A single download wiped out nearly a decade of savings. And the scary part? It came from Apple’s own App Store.
Musician Garrett Dutton, known professionally as G. Love, lost 5.92 BTC worth more than $424,000 after downloading a fake Ledger Live app from Apple’s Mac App Store. He was simply moving his crypto setup to a new computer. What followed was a complete nightmare.
One Search, One Download, Everything Gone
Dutton searched the App Store for Ledger Live, found what looked like the real thing, and followed its instructions. The app then asked him to enter his 24-word seed phrase.
He typed it in. Within moments, his Bitcoin was gone.
“I lost 5.9 BTC all I had for ten years I worked on this,” Dutton posted on X on April 11. “Be careful out there.” The stolen funds were his retirement savings, built up over a full decade.
The theft wasn’t just quick. It was surgical.
![A smartphone showing a warning alert symbol alongside a Bitcoin logo and the Apple App Store icon, representing the dangers of fake cryptocurrency wallet apps]
Where Did the Bitcoin Go?
On-chain investigator ZachXBT tracked the stolen funds almost immediately. He found that the 5.92 BTC moved through addresses tied to KuCoin deposit accounts.
When asked if the funds could be recovered, ZachXBT was blunt. He said he didn’t expect KuCoin to step in. He also pointed out that KuCoin lost its MiCA (Markets in Crypto-Assets) compliance license in February 2026, just three months after receiving it. That’s a pretty short runway for a platform claiming regulatory legitimacy.
ZachXBT also noted that illicit services continue to exploit broker and personal accounts on KuCoin with little visible pushback. The large number of deposit addresses involved suggests the thieves likely routed the funds through an instant exchange to cover their tracks fast.
Why Fake Wallet Apps Are So Dangerous
Here’s the thing most people don’t realize. A hardware wallet like Ledger is supposed to be one of the safest ways to store crypto. The whole point is keeping your private keys offline, away from the internet.
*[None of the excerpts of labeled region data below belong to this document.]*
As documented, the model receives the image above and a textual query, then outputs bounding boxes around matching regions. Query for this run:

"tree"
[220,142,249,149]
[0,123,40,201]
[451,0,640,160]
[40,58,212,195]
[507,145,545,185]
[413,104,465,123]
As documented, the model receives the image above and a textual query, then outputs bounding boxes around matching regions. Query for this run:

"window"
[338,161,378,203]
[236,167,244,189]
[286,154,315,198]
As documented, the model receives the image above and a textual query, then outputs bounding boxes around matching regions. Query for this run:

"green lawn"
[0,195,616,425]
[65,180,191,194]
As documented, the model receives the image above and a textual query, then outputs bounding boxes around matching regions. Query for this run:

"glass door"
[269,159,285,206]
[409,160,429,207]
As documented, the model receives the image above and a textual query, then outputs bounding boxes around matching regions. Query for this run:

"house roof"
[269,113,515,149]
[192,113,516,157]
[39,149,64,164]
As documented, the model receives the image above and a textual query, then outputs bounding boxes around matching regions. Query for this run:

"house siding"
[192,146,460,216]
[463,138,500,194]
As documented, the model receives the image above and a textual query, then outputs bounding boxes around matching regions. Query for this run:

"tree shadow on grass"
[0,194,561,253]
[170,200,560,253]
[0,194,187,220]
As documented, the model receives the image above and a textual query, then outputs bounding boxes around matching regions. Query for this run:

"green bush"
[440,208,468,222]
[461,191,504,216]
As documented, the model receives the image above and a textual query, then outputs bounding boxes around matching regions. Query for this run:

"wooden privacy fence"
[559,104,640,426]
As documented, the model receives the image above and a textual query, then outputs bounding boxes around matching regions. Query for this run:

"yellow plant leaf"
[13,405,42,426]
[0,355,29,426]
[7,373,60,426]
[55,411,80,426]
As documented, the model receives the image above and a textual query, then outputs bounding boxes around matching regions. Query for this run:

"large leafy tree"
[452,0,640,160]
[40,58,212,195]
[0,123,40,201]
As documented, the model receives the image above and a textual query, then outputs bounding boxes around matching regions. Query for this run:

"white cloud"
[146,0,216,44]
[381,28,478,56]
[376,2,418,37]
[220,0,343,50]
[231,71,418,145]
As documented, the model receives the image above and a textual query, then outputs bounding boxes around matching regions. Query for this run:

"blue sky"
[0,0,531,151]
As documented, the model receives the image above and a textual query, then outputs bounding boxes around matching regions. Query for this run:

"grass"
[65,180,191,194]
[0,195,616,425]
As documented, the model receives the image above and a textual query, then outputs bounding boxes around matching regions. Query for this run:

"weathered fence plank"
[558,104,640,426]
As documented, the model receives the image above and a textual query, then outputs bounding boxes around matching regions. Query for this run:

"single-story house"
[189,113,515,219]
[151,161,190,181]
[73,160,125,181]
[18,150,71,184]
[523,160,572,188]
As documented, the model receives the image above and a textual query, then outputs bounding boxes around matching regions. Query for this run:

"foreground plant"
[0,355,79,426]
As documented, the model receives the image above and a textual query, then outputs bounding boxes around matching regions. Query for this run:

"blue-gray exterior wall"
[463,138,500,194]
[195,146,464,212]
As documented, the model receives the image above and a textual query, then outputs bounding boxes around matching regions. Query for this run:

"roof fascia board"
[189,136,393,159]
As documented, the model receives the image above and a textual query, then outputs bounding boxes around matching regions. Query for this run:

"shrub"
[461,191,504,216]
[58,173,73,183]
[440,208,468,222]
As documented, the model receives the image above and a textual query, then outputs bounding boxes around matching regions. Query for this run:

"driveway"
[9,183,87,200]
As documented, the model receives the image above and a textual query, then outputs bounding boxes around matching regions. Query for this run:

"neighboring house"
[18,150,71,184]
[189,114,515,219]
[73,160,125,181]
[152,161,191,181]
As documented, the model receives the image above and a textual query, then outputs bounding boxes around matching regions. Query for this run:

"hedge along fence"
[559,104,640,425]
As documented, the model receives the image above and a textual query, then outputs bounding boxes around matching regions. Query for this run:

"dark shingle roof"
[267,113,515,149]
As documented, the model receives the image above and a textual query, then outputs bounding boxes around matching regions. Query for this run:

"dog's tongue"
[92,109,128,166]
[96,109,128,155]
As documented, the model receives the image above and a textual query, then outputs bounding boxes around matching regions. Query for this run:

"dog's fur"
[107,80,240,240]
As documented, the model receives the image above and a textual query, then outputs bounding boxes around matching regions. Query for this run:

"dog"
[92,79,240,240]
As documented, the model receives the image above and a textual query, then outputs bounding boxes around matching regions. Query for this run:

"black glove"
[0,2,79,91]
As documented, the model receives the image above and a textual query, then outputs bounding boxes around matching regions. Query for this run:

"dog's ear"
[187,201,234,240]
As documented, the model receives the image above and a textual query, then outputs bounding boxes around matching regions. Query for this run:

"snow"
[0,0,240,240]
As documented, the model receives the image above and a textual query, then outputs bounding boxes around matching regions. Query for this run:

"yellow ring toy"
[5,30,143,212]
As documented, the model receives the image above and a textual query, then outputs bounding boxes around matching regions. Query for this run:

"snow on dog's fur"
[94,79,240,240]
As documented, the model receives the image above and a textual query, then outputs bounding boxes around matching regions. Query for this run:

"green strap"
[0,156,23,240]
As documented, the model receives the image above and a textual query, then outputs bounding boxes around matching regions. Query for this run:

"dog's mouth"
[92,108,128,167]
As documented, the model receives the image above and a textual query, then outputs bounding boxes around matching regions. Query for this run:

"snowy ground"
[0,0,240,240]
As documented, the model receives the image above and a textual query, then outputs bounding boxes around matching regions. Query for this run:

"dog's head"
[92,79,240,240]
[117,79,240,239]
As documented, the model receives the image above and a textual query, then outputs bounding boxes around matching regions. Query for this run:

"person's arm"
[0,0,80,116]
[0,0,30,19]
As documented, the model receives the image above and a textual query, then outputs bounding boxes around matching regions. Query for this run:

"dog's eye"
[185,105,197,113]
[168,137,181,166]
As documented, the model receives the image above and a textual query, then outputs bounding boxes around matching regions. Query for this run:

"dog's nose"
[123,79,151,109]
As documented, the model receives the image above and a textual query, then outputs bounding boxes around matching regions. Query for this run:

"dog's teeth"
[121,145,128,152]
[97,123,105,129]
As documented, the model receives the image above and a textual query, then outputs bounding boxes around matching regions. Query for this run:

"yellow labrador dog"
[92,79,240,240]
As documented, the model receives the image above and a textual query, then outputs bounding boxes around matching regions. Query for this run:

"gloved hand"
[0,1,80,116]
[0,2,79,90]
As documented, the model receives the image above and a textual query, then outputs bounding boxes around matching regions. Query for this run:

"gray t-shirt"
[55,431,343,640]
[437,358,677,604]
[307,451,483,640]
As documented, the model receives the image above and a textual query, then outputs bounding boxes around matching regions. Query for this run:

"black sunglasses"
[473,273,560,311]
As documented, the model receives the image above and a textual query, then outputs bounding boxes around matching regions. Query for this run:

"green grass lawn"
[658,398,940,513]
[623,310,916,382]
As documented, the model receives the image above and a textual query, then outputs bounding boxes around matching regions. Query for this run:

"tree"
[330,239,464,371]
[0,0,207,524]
But that protection disappears the moment you type your seed phrase into anything connected to the internet. A laptop. A phone. Anything.
Beau, head of security at Pudgy Penguins, put it plainly. He said crypto users should never enter a hardware wallet seed phrase on any internet-connected device, full stop. Once that phrase leaves your hardware wallet, your security model is broken.
He also flagged how these fake apps spread in the first place. Scammers push them through email campaigns, deceptive online ads, and even physical mail. Some even show up in official app stores, which gives them a veneer of legitimacy that makes them far more convincing.
![A side-by-side comparison showing the legitimate Ledger Live app interface versus warning signs of a fake crypto wallet app designed to steal seed phrases]
The Rule That Could Have Saved $424K
The security community has one firm rule around seed phrases. Treat any message, prompt, or app that asks for your recovery phrase as a scam until proven otherwise.
Legitimate wallet software will never ask for your seed phrase during a normal setup or device migration. If an app requests those 24 words, that’s your red flag. Walk away immediately.
Beau added that users should independently verify any software before downloading it, especially if prompted by an email or advertisement. Go directly to the official website. Don’t trust search results or app store listings alone.
That advice sounds simple. But it’s surprisingly easy to skip those steps when you’re in the middle of moving to a new computer and just want to get things working again.
The Harder Conversation About App Store Trust
This incident raises an uncomfortable question. If a fake crypto app can survive inside Apple’s Mac App Store long enough to steal $424,000 from a single user, how many others has it fooled?
Apple’s App Store review process is widely considered more rigorous than other platforms. Yet fraudulent apps still slip through, particularly in the crypto category. Security experts have flagged fake wallet apps appearing in major app stores repeatedly over the past few years.
For crypto users, that means app store placement alone is not enough verification. You need to cross-check the developer name, check the official project website for download links, and read recent user reviews carefully before trusting any wallet application with access to your funds.
Dutton’s story is genuinely heartbreaking. Ten years of work, gone in seconds. But the lesson it leaves behind is one every crypto holder needs to carry forward. Your seed phrase is the master key to everything. Guard it like your financial life depends on it, because it does.